The Cartiers (Francesca Cartier Brickell)

(guest post by Maple)

3.5 stars out of 5

Cut to the Chase

Francesca brings us along with her into the journey of how Cartier, a small family jewelry business transforms into what it is today-an extremely admired jewelry firm over the globe. She brings us through each generation, from Louis Francois Carter to Jean Jacques Cartier, her own grandfather. Through all of these generations, she emphasizes the importance of uniqueness, forward thinking, family, and hard work that Cartier truly represents. The work is textbook-like in its dedication to detail, and can be a bit overwhelming for those less interested in jewelry.

Longer Version

The short introduction on why Francesca Cartier Bickell wrote the book was quite touching. Francesca’s grandfather — Jean Jacques Cartier — was the last Cartier to run their once empire. Francesca worried the facts and legends surrounding her family business would be forgotten, and wanted to explain how their once-small, family business had grown into the worldwide renowned brand. Francesca visited Jean Jacques weekly, interviewing and transcribing her grandfather’s stories in meticulous detail.

Though thoroughly enjoyable and educational, this book is not for everyone. If you’ve no interest or prior curiosity about the Cartiers, you’ll likely have trouble getting through the family history. However, you’ll be fascinated by Louis Francois Cartier (the founder of Cartier), who was born into a poor family, was never given much education, and then sent off to apprentice as a jewelry maker (because at the time, it was considered a booming industry, with the Renaissance as its backdrop).

Louis learned every aspect of the jewelry industry: from the art of jewelry making and sketching designs to creating successful business models. When his boss moves away, Louis purchases the business, renames it Cartier, and spends the next 15 years paying off this debt.

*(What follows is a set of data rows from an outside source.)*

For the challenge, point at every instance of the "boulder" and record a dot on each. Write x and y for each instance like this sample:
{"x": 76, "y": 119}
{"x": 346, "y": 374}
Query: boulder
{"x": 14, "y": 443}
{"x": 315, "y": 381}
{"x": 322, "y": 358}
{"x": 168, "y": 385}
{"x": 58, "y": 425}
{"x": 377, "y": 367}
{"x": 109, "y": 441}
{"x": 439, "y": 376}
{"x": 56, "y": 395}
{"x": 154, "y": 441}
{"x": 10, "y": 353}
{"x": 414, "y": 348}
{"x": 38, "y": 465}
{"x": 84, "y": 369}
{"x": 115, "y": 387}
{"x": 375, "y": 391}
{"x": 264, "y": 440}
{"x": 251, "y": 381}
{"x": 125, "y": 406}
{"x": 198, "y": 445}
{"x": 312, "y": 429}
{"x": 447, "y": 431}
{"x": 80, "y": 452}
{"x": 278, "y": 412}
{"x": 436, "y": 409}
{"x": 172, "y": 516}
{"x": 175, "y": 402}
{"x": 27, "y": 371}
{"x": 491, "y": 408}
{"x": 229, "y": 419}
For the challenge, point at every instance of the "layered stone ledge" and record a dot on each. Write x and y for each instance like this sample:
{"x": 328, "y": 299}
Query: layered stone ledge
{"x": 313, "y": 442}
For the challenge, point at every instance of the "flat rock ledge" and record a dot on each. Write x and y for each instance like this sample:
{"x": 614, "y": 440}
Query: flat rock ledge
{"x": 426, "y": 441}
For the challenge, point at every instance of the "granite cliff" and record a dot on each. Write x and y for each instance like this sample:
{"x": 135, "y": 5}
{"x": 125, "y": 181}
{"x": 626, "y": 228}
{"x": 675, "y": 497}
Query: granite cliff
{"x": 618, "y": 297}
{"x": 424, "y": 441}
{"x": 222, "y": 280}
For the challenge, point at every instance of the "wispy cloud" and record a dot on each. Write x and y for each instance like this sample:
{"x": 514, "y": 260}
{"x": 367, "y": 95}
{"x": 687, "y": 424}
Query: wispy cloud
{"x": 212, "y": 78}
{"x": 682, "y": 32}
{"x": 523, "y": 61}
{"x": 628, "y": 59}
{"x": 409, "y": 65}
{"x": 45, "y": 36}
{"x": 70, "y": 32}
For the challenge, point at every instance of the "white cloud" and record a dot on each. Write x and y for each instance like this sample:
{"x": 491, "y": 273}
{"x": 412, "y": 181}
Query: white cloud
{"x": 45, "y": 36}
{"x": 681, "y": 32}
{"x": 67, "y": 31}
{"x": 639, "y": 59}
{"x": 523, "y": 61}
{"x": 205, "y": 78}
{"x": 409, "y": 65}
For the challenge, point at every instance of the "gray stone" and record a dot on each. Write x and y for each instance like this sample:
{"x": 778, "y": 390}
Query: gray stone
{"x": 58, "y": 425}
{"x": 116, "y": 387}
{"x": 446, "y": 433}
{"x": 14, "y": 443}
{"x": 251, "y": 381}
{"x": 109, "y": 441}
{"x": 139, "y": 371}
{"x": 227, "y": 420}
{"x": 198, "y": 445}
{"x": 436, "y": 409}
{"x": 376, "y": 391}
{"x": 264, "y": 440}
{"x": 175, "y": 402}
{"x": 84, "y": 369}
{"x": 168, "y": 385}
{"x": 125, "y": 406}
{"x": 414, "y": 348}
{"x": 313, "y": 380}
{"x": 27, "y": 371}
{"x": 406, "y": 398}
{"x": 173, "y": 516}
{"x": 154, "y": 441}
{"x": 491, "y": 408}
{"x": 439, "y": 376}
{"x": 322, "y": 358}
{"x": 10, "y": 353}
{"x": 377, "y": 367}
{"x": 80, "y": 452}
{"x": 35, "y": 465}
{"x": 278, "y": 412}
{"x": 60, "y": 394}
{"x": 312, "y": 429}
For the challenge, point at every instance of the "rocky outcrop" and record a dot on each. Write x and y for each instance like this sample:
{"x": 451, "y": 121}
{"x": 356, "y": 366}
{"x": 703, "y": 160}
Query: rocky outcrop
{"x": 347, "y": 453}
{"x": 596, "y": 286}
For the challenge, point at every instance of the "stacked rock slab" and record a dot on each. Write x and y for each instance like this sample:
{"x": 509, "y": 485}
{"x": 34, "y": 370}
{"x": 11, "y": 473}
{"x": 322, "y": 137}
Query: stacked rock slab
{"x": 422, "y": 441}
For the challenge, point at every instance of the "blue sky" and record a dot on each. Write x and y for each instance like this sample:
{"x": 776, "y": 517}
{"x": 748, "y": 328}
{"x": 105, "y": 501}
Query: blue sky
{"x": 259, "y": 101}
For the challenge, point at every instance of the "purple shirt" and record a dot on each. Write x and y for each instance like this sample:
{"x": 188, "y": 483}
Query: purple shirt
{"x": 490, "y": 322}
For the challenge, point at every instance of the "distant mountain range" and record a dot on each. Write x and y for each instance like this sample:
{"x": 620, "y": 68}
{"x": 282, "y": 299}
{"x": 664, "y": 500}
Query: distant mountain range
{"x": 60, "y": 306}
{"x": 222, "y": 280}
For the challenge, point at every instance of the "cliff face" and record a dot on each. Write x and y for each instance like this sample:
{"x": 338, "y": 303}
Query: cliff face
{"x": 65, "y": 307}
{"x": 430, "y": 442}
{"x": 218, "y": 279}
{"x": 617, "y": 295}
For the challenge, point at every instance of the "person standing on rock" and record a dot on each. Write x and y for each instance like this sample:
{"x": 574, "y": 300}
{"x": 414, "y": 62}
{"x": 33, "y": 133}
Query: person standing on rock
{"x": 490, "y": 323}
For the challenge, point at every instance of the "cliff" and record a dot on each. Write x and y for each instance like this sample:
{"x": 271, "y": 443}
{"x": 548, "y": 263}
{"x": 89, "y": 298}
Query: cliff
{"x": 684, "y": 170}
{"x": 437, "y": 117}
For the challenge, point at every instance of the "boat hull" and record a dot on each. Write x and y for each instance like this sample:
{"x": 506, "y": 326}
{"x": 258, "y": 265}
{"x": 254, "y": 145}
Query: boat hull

Several chapters detail family details–that Louis married Antoinette Guermonprez and had a son (Alfred Cartier) and daughter (Camille Adrienne Cartier). Unlike their father, Alfred and Camille had education and financial stability. This does, however, come with a price: Alfred is married off to Alice Griffeuille for the benefit of the company.

 

As Alfred’s family expands (Louis Joseph Cartier, Pierre Camille Cartier, Jacques Theodule Cartier, and Suzanne Cartier), his wife Alice struggles to care for their children while Alfred devotes himself to the family business. The three sons each vow to take over the company, hoping to make Cartier a household name.  Though Alice continues to suffer and is eventually hospitalized, all three of the sons are soon part of the family business.

Francesca makes it clear that Cartier is what it is today is because of this generation.

It’s this generation that sets up stores in New York and London, while sending ambassadors to “exotic” countries like India and Russia. Louis was a mastermind at creative, innovative, forward thinking, and modern designs, creating Indian inspired pieces, inventing watches for men, and even designed the still-admired Trinity Collection. Pierre was the talented manager and salesman in America. And Jacques was manager of the London headquarters and acted as the main ambassador for most India business trips, trading jewelry with Indian empresses and kings while purchasing some of the world’s largest pearls.

It’s a lot of detail, and those who are less interested in jewelry may find it a bit too dense. The families personal travails are nicely juxtaposed against World War I and the Great Depression, and it’s a nice read, but again, not for people who aren’t already curious about the Cartier empire.

Comparison to Other Authors

Short stories in this book reminded me how ubiquitous Cartier’s footprint is. The “cursed” jewel in All the Light We Cannot See seems based on the Hope Diamond. Francesca’s writing style felt similar to how Rebecca Skloot narrated The Immortal Life of Henrietta Lacks. The pace is methodical, but at times, a bit slow.